By Juan Cole | (Informed Comment) | – –
Here is a caution against the Nunes memo that the Republican Party intends to release: it is the sort of thing that got us into the disastrous Iraq War. Cherry-picking raw intelligence is one of the ways the hawks around Bush, Cheney and Rumsfeld bamboozled Washington and the American people into overthrowing a major Middle Eastern country.
The Trumpists within the Republican Party are now seeking to defame the FBI as a way of defending Trump, who is likely under more extensive investigation than we in the public know about.
Intelligence analysis and writing history have a lot in common. In both fields, the analyst is presented with a welter of conflicting reports from multiple sources. Many of these sources are sketchy, and the documents contain key contradictions. This is true whether you are trying to find out who the Russian intelligence (FSB) station chief in Slovenia is, or whether you are trying to figure out why the Soviet Union collapsed in 1991.
Devin Nunes is from a family of Portuguese immigrants who prospered as farmers in northern California’s San Jaoquin Valley, part of which he now represents in Congress. He heads the House of Representatives’ Intelligence Committee and so has had access to classified Federal Bureau of Investigation material on the 2016 election. He has gone through thousands of pages of that material, or had his young staffers do so, and picked out passages here and there that support some sort of conspiracy theory about the FBI versus Trump, alleging that the FBI improperly relied on the Steele dossier in looking into Trump’s connections with Russia. The Steele dossier was instigated by a prominent Republican but later the project was taken over by the Clinton campaign. Steele is a former British intelligence operative with extensive Russia experience, who put together reports about Vladimir Putin’s compromising material (‘Kompromat’) on Trump.

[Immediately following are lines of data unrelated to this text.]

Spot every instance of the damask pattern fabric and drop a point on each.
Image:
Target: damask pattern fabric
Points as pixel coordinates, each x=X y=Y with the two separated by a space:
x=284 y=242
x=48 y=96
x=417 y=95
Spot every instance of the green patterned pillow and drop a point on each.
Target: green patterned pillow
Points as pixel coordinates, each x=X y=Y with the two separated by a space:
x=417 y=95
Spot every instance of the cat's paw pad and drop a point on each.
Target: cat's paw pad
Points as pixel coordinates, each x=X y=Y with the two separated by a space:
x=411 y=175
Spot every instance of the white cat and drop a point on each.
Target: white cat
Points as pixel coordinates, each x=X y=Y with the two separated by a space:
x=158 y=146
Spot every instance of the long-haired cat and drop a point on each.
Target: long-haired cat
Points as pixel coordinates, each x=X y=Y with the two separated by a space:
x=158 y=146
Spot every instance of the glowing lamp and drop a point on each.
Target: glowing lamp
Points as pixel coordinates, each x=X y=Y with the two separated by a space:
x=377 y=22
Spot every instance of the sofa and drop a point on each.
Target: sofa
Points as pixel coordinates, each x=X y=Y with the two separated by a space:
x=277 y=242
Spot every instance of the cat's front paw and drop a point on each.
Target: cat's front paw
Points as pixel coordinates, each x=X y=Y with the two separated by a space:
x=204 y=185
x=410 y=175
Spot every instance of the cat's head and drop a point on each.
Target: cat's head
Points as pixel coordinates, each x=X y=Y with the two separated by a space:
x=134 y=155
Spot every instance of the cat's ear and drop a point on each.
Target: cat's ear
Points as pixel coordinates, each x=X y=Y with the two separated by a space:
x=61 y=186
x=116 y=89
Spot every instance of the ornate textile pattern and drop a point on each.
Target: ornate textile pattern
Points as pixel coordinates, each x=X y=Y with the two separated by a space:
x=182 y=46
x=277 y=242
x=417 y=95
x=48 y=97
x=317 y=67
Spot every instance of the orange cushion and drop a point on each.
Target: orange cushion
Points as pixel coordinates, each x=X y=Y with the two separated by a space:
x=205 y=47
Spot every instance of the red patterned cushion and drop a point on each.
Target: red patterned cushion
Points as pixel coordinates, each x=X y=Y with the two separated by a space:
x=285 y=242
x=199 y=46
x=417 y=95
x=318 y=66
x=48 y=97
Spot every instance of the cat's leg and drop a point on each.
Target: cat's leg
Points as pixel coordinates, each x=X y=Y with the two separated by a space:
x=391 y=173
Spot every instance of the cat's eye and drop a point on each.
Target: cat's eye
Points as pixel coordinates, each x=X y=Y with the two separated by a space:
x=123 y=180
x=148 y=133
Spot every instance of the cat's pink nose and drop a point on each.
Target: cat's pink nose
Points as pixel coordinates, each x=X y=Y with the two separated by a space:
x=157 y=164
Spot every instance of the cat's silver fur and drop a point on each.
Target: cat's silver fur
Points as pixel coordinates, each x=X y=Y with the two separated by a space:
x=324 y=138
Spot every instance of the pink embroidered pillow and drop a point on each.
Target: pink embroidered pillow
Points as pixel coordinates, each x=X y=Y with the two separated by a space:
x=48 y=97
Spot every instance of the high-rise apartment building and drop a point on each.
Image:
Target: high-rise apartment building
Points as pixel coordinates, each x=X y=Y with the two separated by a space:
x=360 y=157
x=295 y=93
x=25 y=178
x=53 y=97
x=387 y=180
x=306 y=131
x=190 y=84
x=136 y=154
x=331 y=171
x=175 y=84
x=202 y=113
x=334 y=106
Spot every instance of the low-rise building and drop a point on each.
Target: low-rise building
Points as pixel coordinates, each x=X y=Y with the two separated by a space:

The difference between analyzing a mass of contradictory reports and cherry-picking is that the analyst approaches the material with an open mind. You have to weigh one document against another, one source against another, and make a judgment about whose story is more plausible given the contradictions. People who cherry-pick just take things serially out of context and piece together a one-sided narrative.
Nunes has cherry-picked, provoking an alarmed response from the FBI about the one-sided nature of his memo, and about the ways in which it compromises US intelligence sources and methods. The FBI insists that Nunes has left out a big part of the story.
All this reminds me forcefully of the Neoconservative plot to get up the Iraq War. They, too, had access to a mass of raw material on Iraq, much of it spurious. Douglas Feith, the number three man at the Pentagon, set up an ad hoc “Office of Special Plans” within the Department of Defense, charged with the cherry-picking. The least reliable intelligence reports, from known drunks and liars and schemers, were picked out and assembled. Iraq was two years from having an atomic bomb. Iraq was behind the September 11, 2001, attacks. Feith and his shop even briefed members of Congress on this supposed “intelligence,” which was improper and maybe illegal. (Right wingers are always up in arms about people like Ed Snowden leaking classified material for public policy purposes, but they give a pass to Feith and Nunes and their like.)
One of the beauties of cherry-picking intelligence and releasing the biased conclusions is that the intelligence community cannot reply. The material that would refute the one-sided story is also classified and they can’t release it. The Intelligence and Research unit at the State Department knew that the case for the Iraq War was phony. They were hampered in telling the public why because their own analysis was classified. All this is another argument against over-classification of government materials, which has expanded enormously over the past 20 years. Democracy depends on open information, and classified info can be used to manipulate the public.
Cherry-picking intelligence always leads to bad public policy. The last time, we got the Iraq War, which we still suffer from.
This time, the aim is to give us a second Trump term, which is a more alarming prospect than even an Iraq War.